Pic: National Geographic
Just as exciting as the coast and parks is the capital city of Antananarivo, or Tana for short. Although it does not have huge, beautiful buildings, it is home to the Royal Hill (mentioned earlier in What To See), a Lemur park, and also a beautiful marketing which winds up and down the staircases within the city. You can also interact with the locals, who are some of the most welcoming people you will ever meet. They will always speak to you (if you happen to speak French or Malagasy) and tell you about their history and their culture. Bring pens and candy for the children as a treats and they will be forever thankful.
When you visit Madagascar, make sure that you go out on a dive. With so many animals and plants, the diving here is very exciting. You can get your diving certificate on the island, and the hotspots are Nosy Be, Diego, Ifaty and Anakao.
WHERE TO EAT
Kudeta is a super stylish bar and restaurant, using local ingredients to create a very sophisticated menu full of fushion food. The décor is beautiful, the dining is creative and imaginative, and the place is always full of fashionable types.
Antananarivo: 15 Rue de la Reunion. +261 202 281 54
Whilst it may look like a seedy cabaret from the outside with the ‘private’ sign and red glow, this is a favourite among the travelers. The French and creole cuisine is wholesome, traditional, and great for those on a budget.
Antananarivo: 23 Rue Raveloary +261 202 261 00
Le Beateau Ivre
Le Beateau, or ‘The Drunken Boat’, is more than a restaurant. This place is a destination, especially for those travelling with children. There is a 25-meter swimming pool, live music on the weekends and a magnificent menu centered around seafood (what else!).
Tamatave: Blvd Ratsimilaho +261 205 302 94
Ristorante Italiano Sarabanda
A little slice of Italy in Madagascar. This small pizza joint has only a few table, and only about a dozen different pizzas. It is a cute, kitschy little eatery with woven table mats and brightly colored walls, but the real winner here is the delicious pizza that is big enough to share.
Antsirabe: Rue Jean Ralaimongo +261 32 44 17 307
WHERE TO STAY
There are 25 air-conditioned guest villas in the Anjajavy L’Hotel – which is a member of the Relais & Chateaux. Each room has simple furnishings, with a double bed on the ground floor and two singles on the mezzanine. The villas in the front are more private and they also have a beautiful sea view, uninterrupted by any other buildings. Each villa has big bathrooms and a large verandah. The main lodge on site has a bar, dining room and a games room. There are many activities that you can partake in when you stay at these villas, both on land and in sea.
Mahajanga, North-Western Madagascar 00 33 1 44 69 15 00
Le Pavillon De L’emyrne
This hotel is a small, boutique hotel that is at the height of sophistication. With only thirteen rooms, each room is beautiful and has a cool feel to it. The hotel is right in the capital, and has a colonial ambience and well-kept grounds.

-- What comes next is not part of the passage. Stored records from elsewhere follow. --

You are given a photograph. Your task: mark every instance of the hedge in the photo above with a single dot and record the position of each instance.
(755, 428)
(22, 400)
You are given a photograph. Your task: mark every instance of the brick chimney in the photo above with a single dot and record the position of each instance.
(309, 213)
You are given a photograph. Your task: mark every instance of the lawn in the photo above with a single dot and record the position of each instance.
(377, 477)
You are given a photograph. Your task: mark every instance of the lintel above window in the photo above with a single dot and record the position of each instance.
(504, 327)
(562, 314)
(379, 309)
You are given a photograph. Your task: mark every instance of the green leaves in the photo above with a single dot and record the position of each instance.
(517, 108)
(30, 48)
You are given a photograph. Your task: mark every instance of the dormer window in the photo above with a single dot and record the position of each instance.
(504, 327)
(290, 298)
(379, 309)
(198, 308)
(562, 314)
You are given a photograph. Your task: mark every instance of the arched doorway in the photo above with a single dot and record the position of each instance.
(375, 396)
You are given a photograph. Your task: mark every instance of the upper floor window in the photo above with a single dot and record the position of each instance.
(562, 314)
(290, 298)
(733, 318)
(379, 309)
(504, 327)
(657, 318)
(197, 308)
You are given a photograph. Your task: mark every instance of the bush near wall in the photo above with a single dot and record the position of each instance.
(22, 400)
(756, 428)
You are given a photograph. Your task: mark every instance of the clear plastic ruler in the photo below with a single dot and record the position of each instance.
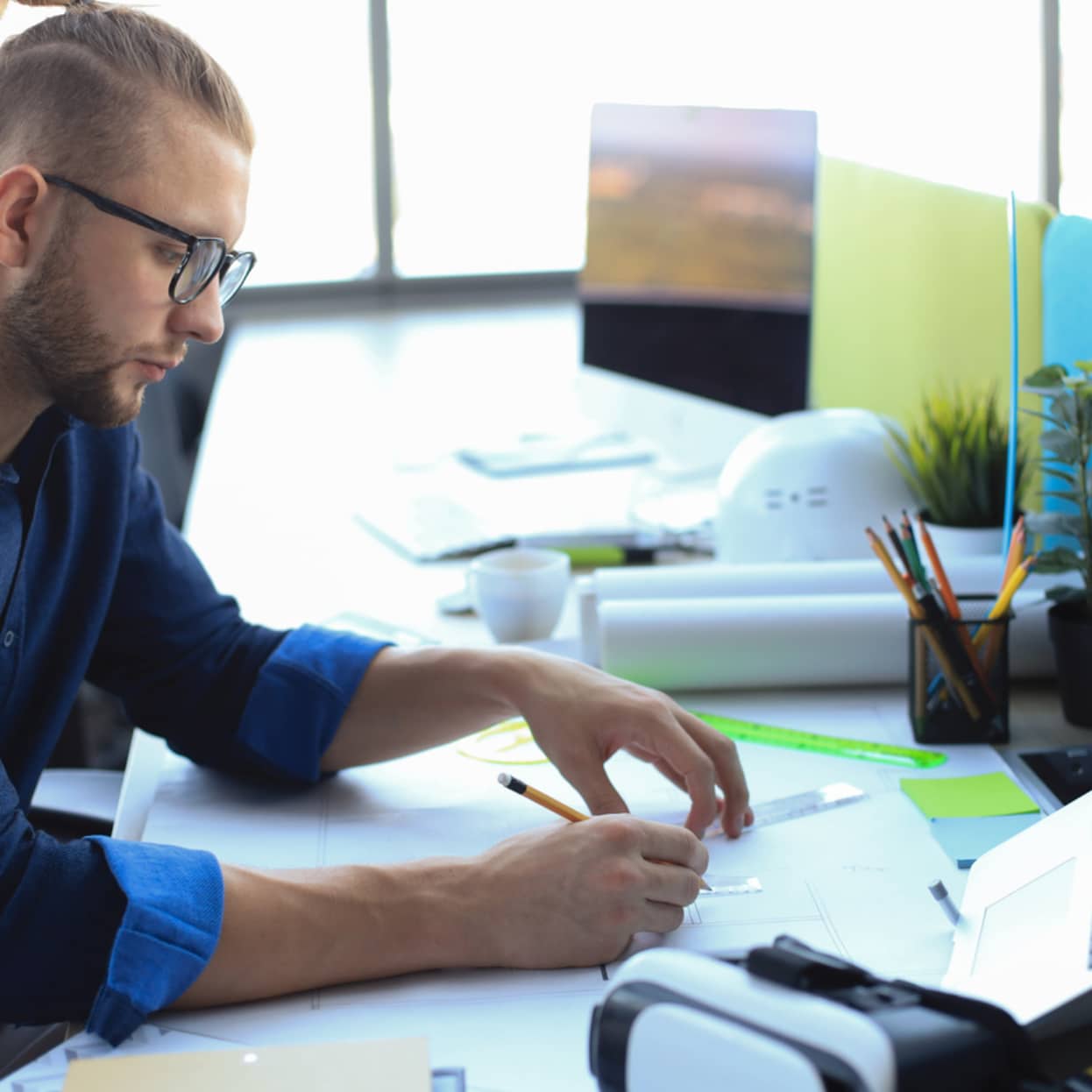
(805, 804)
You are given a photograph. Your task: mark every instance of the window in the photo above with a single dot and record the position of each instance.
(1075, 147)
(489, 107)
(491, 102)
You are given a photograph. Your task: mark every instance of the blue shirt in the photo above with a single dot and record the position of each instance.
(96, 583)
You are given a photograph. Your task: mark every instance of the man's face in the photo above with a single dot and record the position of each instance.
(94, 323)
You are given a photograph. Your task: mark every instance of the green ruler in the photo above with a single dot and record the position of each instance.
(749, 732)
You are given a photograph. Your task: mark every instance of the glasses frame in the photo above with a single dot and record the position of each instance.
(227, 259)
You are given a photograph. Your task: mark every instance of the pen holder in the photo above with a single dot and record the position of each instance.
(959, 676)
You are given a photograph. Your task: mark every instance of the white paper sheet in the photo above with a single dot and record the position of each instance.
(851, 880)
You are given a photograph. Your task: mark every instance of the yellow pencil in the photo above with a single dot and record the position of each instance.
(918, 612)
(1004, 599)
(558, 808)
(1016, 550)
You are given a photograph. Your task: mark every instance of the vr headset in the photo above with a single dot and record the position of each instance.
(793, 1019)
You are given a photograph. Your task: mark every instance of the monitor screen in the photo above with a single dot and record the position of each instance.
(698, 273)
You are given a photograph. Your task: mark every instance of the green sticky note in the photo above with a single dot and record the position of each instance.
(985, 794)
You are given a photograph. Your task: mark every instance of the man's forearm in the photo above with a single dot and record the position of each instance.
(412, 699)
(296, 929)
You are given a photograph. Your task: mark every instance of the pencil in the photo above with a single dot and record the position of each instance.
(897, 545)
(910, 544)
(1016, 550)
(938, 571)
(1004, 599)
(558, 808)
(915, 604)
(999, 609)
(951, 603)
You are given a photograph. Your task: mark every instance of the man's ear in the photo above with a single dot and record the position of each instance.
(23, 213)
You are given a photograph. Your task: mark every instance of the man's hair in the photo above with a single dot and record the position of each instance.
(83, 93)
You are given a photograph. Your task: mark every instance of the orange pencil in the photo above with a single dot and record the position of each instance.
(950, 602)
(1016, 550)
(880, 550)
(918, 612)
(938, 571)
(558, 808)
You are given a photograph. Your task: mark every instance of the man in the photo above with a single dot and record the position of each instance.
(124, 168)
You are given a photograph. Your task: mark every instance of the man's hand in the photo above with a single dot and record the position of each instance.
(416, 698)
(575, 896)
(580, 716)
(560, 896)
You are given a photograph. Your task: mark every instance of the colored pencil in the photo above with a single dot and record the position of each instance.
(921, 603)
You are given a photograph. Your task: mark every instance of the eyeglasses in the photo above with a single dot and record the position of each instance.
(207, 257)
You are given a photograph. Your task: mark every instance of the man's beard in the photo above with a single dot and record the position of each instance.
(47, 328)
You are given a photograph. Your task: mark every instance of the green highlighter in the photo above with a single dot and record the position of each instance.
(865, 749)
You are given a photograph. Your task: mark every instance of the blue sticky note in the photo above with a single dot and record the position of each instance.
(968, 838)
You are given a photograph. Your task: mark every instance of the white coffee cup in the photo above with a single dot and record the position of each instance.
(519, 591)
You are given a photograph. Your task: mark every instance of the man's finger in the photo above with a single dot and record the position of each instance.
(729, 775)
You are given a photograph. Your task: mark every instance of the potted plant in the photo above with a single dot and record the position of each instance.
(1067, 445)
(954, 457)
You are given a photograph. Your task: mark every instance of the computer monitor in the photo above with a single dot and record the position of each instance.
(698, 274)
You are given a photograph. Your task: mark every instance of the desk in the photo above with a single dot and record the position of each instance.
(301, 412)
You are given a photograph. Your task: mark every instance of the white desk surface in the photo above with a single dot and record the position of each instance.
(301, 412)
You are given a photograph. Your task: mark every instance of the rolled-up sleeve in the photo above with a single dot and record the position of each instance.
(167, 933)
(301, 697)
(100, 929)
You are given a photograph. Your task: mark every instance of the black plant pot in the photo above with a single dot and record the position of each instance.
(1071, 634)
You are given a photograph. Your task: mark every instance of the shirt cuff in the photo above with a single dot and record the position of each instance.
(301, 697)
(167, 935)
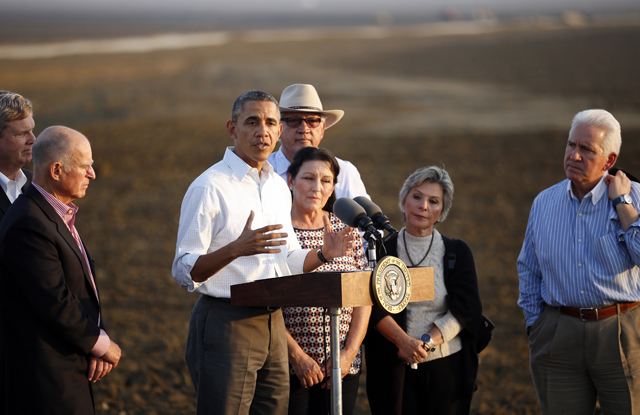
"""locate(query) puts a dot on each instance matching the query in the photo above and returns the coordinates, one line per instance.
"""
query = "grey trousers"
(575, 362)
(237, 358)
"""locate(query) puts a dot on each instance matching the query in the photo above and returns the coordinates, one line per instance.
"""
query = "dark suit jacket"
(4, 205)
(49, 311)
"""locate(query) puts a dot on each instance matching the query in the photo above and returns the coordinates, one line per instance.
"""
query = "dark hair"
(316, 154)
(255, 95)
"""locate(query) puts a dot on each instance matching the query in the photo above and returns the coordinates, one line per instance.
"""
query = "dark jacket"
(385, 371)
(4, 205)
(49, 311)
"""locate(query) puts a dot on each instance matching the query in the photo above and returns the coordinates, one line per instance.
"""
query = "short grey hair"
(612, 140)
(431, 174)
(255, 95)
(53, 145)
(13, 107)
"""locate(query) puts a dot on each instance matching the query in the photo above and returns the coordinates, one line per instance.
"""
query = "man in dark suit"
(16, 140)
(54, 338)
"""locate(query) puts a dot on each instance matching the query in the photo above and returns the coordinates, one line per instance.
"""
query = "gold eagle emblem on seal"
(391, 284)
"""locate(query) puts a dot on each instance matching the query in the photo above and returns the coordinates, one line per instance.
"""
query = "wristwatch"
(624, 198)
(427, 343)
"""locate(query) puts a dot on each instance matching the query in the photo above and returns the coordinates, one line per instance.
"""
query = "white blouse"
(422, 315)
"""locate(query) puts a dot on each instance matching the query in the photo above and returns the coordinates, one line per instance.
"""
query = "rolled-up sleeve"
(194, 235)
(449, 326)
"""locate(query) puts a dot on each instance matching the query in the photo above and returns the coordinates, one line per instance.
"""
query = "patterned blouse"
(306, 323)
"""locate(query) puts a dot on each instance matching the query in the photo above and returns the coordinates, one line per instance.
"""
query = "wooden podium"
(326, 289)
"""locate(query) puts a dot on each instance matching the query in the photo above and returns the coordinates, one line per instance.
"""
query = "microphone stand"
(334, 321)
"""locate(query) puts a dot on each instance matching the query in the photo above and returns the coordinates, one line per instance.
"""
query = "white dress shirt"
(214, 213)
(349, 181)
(13, 188)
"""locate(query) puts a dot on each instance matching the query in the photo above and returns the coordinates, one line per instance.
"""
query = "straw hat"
(304, 98)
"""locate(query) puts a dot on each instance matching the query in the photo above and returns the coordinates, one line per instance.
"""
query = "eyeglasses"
(294, 122)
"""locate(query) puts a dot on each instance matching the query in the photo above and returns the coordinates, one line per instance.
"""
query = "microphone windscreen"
(371, 208)
(348, 211)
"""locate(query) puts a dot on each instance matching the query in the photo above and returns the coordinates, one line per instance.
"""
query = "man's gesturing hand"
(259, 241)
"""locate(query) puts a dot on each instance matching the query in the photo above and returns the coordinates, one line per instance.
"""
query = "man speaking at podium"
(235, 227)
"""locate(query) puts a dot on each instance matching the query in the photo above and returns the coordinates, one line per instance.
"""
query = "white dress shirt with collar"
(13, 188)
(214, 212)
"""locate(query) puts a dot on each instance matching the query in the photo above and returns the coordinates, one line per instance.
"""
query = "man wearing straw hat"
(303, 122)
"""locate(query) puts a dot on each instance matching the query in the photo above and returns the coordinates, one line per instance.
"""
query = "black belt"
(267, 308)
(597, 313)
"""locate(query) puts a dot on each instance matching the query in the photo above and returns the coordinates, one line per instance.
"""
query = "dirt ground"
(493, 109)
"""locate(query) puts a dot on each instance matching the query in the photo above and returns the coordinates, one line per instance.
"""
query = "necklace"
(406, 249)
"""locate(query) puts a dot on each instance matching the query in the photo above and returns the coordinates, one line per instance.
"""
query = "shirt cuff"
(102, 345)
(182, 272)
(449, 326)
(295, 260)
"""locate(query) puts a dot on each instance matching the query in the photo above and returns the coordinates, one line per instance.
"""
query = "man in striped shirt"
(580, 281)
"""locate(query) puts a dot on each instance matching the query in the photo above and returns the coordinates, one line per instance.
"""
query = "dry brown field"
(494, 109)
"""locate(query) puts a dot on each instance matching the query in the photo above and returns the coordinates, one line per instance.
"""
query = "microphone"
(354, 215)
(375, 213)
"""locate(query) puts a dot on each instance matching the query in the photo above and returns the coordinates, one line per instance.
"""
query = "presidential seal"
(391, 284)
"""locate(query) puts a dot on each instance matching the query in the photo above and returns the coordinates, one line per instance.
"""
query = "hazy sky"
(254, 6)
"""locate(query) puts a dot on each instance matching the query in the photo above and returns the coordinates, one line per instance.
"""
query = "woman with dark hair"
(436, 374)
(312, 177)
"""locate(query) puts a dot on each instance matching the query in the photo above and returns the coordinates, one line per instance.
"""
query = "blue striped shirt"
(576, 254)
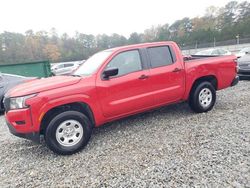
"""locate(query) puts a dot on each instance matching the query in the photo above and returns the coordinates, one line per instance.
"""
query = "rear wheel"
(68, 132)
(202, 97)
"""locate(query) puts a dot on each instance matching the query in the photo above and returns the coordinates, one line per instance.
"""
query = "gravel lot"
(168, 147)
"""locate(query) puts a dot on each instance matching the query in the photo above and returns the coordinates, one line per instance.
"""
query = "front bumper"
(235, 81)
(20, 124)
(244, 73)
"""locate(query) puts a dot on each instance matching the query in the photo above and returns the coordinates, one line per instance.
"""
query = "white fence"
(231, 48)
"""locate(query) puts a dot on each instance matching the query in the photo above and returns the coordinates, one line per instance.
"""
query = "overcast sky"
(97, 16)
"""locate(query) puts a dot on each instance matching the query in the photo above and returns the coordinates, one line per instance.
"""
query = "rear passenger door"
(166, 75)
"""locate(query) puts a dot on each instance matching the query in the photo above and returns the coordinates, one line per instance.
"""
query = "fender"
(50, 104)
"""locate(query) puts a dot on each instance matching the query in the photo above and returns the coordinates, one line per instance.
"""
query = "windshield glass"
(92, 64)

Antananarive 00 261 20 222 5945
Mandrare River Camp
Stay here if you want to be immersed in nature, but still have all of the modern luxuries and comforts. This river camp has six tents, each one equipped with four-poster beds and an en-suite bathroom complete with eco-friendly toilets and bucket showers. The excellent meals here are accompanied by South African and French wines, and are served to your tent. There are lots of cultural activities offered, such as visits to local villages and markets.